Big bank CIOs looking to certify router components - Gartner
CIOs losing control over IT as CEOs take a closer interest in cutting-edge technology
CIOs at some major global banks don't just want to security certify routers and other major items of communications and computing equipment - but the components inside, according to Gartner analyst Peter Sondergaard.
"Security is so fundamental to their business that they now seek to understand how routers are built because every single component that goes into making the hardware needs to be certified as secure," claims Sondergaard.
Not only that, he adds, but that some major banks are spending as much as $500m on computer security alone, and CIOs are equally concerned about the internal threats that their organisation faces.
"The stakes are so high now that spies inside organisations may be paid by criminal entities to compromise security. This means that CIOs need to be ever more sophisticated at detecting these internal threats," Sondergaard wrote in a blog post.
Sondergaard was reflecting on what he sees as the main themes emerging for CIOs over the next few years. These include the huge level of pressure to "innovate or die" as each wave of IT has become increasingly central to the survival of corporate organisations.

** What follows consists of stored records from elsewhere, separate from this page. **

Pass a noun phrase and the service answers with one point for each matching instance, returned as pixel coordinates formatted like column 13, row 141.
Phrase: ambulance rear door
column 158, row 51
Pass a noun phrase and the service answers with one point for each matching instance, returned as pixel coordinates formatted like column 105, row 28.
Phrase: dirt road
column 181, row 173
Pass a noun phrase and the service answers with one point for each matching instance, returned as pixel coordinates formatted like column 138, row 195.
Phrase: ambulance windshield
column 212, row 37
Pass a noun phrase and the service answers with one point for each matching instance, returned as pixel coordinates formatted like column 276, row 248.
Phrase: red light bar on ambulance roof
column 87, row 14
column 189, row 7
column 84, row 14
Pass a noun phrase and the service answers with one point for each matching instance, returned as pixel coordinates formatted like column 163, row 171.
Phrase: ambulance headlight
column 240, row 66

According to Sondergaard, major organisations are increasingly focused on "bimodal IT", in which bedrock technology, such as ERP systems, is expected to run flawlessly 24 hours a day, seven days a week, while CEOs take a much closer interest in supposedly cutting-edge technology that could either drive growth or disrupt traditional markets.

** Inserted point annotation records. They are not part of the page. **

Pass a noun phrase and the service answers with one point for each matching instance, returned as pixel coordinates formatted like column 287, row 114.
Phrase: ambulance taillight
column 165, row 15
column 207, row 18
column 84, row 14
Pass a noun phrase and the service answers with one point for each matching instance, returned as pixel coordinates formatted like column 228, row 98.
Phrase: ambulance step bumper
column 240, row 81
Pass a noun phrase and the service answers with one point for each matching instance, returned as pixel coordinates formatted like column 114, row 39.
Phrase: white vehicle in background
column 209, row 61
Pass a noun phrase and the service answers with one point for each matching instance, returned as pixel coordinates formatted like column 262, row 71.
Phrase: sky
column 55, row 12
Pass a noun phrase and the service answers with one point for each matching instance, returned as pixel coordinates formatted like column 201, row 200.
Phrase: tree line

One CIO, wrote Sondergaard, "explained to me that he and several of his peers in the industry are increasingly seeing CEOs set up new, separate teams focused on Mode 2 initiatives. These teams typically report directly to the CEO.

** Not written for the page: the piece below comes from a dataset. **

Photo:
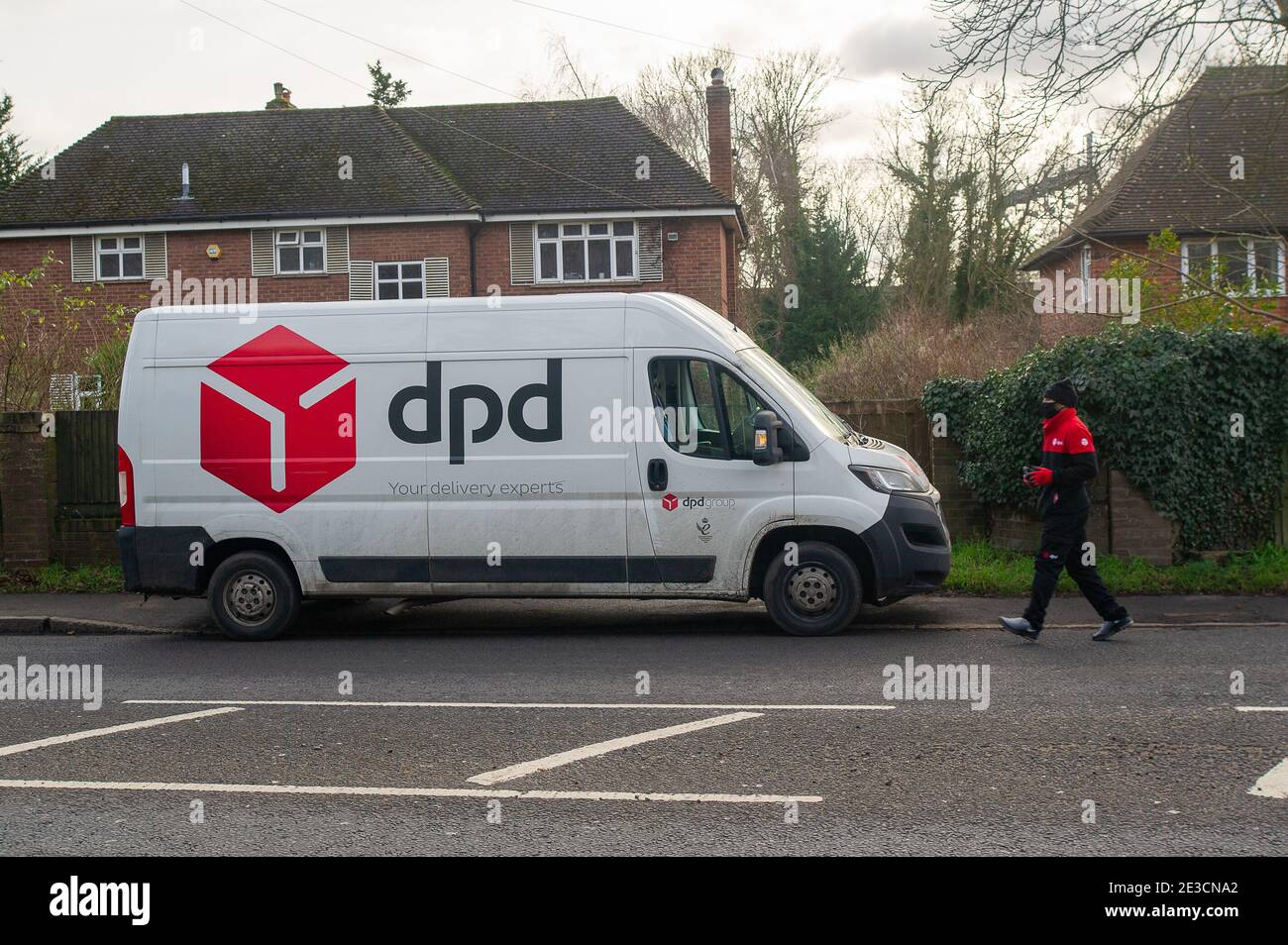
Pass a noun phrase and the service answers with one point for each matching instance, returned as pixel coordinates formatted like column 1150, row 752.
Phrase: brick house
column 1215, row 171
column 361, row 202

"This allows the CEO to directly influence the outcome of the project and ensure it gets done. The consequence of these changes is that CIOs are losing aspects of their responsibility and, along with it, their budget," he wrote.
These changes occur at a time when even CEOs increasingly regard "information" as "the new oil" - the key driver for the creation of new goods and services in the 21st century - hence the importance of big data as a means of driving meaning from information. One financial services company that Sondergaard has spoken to recently has a 1,000-strong team working purely on data and analytics, and this team reports directly to the CEO rather than the CIO.
As a result, the pressure on organisations to find and develop IT talent is intensifying, from IT leadership right down to coders on mobile apps.
"All of the CIOs I spoke to said this is one of their biggest challenges; that hiring the right talent is key to being successful. In their experience, finding the right combination of skills and knowledge required in each of these areas is getting harder, not easier, to find," wrote Sondergaard.